Festyn trwał do nocy, a polana lśniła w blasku księżyca, nawodniona i szczęśliwa. Borówki rosły jak szalone, a Niemcza huczała od plotek o tym, kto ile wypił, kto popuścił, a kto zasnął w krzakach, śniąc o kolejnym kuflu. I choć to wszystko brzmi jak scenariusz do komedii Barei, w Niemczy nikt się temu nie dziwi – bo to tradycja, folklor i czysta, niepohamowana radość!

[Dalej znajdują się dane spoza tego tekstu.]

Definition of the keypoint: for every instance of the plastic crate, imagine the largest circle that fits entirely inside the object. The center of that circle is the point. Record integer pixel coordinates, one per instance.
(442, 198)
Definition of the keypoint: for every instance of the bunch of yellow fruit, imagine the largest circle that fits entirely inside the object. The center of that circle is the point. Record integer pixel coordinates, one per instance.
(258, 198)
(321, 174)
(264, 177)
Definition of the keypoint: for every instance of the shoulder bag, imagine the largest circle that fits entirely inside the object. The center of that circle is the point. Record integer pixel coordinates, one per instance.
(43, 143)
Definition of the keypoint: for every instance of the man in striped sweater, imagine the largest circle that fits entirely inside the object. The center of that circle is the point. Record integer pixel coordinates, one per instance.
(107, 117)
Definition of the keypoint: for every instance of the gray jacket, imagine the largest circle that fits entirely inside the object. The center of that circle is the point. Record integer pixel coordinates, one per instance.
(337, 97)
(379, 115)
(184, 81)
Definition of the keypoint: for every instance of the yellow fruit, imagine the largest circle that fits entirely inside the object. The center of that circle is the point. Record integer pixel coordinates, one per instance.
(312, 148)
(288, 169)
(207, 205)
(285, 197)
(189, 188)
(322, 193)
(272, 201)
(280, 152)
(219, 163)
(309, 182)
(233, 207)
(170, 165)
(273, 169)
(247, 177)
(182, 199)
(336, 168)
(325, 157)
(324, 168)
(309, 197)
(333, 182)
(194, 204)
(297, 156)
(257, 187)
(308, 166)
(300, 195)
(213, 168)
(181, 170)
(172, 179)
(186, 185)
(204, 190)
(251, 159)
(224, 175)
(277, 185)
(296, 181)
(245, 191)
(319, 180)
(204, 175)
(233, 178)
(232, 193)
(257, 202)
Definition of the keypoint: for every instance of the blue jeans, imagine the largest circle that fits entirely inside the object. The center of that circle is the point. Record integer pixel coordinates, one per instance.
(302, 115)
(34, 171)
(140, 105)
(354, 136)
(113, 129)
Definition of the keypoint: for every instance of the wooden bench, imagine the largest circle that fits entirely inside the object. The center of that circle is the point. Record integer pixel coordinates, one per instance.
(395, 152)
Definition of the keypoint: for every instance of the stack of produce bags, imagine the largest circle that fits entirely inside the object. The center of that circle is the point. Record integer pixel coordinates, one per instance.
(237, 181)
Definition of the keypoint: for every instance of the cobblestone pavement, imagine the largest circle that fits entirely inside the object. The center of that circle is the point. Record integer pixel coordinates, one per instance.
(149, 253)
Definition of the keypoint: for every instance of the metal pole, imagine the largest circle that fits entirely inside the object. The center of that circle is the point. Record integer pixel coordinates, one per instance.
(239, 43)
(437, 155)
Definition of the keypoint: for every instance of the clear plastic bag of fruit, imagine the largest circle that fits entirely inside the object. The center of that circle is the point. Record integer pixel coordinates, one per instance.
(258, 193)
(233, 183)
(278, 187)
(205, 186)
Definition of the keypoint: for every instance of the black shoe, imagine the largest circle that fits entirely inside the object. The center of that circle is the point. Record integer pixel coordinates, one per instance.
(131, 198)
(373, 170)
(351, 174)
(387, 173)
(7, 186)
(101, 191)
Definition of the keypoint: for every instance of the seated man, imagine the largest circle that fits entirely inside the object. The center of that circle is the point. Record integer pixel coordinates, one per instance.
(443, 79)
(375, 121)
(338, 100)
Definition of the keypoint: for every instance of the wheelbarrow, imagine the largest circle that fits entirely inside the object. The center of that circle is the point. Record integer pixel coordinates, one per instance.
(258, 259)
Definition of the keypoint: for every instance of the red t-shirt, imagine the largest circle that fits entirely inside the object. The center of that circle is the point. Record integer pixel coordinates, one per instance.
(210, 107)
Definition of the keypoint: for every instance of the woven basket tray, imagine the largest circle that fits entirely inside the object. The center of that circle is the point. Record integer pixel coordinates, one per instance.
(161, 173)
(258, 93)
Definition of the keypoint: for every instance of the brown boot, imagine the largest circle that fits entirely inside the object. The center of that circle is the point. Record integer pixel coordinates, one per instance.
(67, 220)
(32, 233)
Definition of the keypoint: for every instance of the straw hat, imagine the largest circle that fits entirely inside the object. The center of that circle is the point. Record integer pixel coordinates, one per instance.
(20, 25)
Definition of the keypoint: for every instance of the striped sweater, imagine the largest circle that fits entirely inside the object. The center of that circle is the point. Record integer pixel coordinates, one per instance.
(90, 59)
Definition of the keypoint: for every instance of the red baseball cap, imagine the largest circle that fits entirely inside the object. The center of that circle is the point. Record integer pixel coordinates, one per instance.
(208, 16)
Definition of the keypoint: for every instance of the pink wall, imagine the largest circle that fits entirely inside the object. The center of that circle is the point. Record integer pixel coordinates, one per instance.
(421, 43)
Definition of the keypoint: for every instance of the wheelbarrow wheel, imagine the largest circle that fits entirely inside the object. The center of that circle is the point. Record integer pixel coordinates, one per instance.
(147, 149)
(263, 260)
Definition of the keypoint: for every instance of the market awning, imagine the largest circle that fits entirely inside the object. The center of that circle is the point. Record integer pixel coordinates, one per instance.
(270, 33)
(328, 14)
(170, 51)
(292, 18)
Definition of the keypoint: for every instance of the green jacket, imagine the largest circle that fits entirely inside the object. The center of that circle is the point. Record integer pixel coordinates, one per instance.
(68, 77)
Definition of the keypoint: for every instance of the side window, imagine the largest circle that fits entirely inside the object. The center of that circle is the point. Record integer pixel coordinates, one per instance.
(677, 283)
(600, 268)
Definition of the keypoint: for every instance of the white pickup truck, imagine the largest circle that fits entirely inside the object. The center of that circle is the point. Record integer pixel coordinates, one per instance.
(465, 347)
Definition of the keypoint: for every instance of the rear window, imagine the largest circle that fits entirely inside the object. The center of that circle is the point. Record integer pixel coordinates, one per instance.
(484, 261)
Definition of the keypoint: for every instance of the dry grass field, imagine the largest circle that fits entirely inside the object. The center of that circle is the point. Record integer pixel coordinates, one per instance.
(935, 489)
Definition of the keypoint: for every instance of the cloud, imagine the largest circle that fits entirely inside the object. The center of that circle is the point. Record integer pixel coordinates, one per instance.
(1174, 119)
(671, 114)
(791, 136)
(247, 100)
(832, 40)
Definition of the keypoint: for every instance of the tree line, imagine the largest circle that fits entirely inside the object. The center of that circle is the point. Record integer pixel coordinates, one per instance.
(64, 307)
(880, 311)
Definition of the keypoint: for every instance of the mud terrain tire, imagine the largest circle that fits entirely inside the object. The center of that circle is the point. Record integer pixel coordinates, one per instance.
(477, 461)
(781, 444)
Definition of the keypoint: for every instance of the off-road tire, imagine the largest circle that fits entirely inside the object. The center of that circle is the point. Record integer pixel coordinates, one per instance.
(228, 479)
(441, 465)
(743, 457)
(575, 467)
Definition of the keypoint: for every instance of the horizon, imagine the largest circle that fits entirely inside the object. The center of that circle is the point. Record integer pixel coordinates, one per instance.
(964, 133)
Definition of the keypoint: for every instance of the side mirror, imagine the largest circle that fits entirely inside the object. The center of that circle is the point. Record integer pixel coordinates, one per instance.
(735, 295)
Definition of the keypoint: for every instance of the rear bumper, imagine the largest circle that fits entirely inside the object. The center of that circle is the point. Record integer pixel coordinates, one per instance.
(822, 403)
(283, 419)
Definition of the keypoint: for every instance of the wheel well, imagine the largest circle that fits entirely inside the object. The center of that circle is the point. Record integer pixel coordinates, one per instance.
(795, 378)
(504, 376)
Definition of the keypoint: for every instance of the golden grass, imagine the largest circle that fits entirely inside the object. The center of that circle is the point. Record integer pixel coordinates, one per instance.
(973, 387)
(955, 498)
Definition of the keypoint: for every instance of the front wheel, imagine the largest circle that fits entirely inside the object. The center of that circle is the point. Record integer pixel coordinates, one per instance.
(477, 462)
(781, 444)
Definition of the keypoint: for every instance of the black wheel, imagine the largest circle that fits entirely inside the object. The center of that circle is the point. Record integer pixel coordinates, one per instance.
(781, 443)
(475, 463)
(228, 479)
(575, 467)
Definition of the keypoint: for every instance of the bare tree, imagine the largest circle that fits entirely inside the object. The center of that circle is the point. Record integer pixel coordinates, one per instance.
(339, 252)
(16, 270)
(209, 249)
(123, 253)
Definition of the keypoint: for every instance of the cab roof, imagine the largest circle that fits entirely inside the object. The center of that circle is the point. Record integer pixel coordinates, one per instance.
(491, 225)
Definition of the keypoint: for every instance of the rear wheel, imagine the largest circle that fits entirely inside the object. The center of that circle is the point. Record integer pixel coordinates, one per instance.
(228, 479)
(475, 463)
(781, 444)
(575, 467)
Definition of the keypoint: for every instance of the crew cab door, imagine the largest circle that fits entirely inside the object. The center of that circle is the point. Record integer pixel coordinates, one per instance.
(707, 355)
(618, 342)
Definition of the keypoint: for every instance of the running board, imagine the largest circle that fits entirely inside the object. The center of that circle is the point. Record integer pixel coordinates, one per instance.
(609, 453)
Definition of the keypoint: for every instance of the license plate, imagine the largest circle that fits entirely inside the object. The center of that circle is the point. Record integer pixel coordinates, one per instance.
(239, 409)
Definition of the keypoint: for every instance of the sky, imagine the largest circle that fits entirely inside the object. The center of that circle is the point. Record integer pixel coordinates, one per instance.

Gdy pterorosomaki niemczańskie, te futrzaste cudeńka, zaczęły podskubywać borówczyska, tłum na polanie wpadł w istny szał. „Patrzcie, patrzcie, one żrą listki, jakby to były chipsy o smaku piwa!” – wrzasnął ktoś z publiki, a mażoretki, nie chcąc być gorsze, zaczęły wywijać batonami, jakby to były różdżki w Hogwarcie. Orkiestra „Los Bomberos” wcięła się z takim impetem, że marsz przerodził się w coś, co brzmiało jak disco polo skrzyżowane z hymnem strażackim. Wielebny Świstak, z bezzębnym uśmiechem szerszym niż panorama Niemczy, dyrygował tłumem, jakby to był chór anielski, a nie zgraja podpitych piwoszy.
Tymczasem Adaśko, mój kumpel od „no” i „always”, wciąż w glorii drugiego miejsca, postanowił uczcić sukces. Złapał kolejny browar, wzniósł go w górę jak Statuę Wolności i ryknął: „Za Niemczę! Za siuśki! Za pterorosomaki niemczańskie!”. Tłum odpowiedział owacją, a ja, nie chcąc być gorszy, capnąłem kolejnego browca i wzniosłem toast: „Za Adasia, co pije jak smok, a sika jak fontanna w Wersalu!”. No i się zaczęło – polana zamieniła się w istny festiwal piwnych gejzerów. Każdy, kto miał jeszcze coś w pęcherzu, czuł się w obowiązku dodać swoje trzy krople do tej mokrej symfonii. Ziemia syczała, borówczyska piły, a pterorosomaki patrzyły na to wszystko z miną: „Co tu się, do diaska, wyprawia?”.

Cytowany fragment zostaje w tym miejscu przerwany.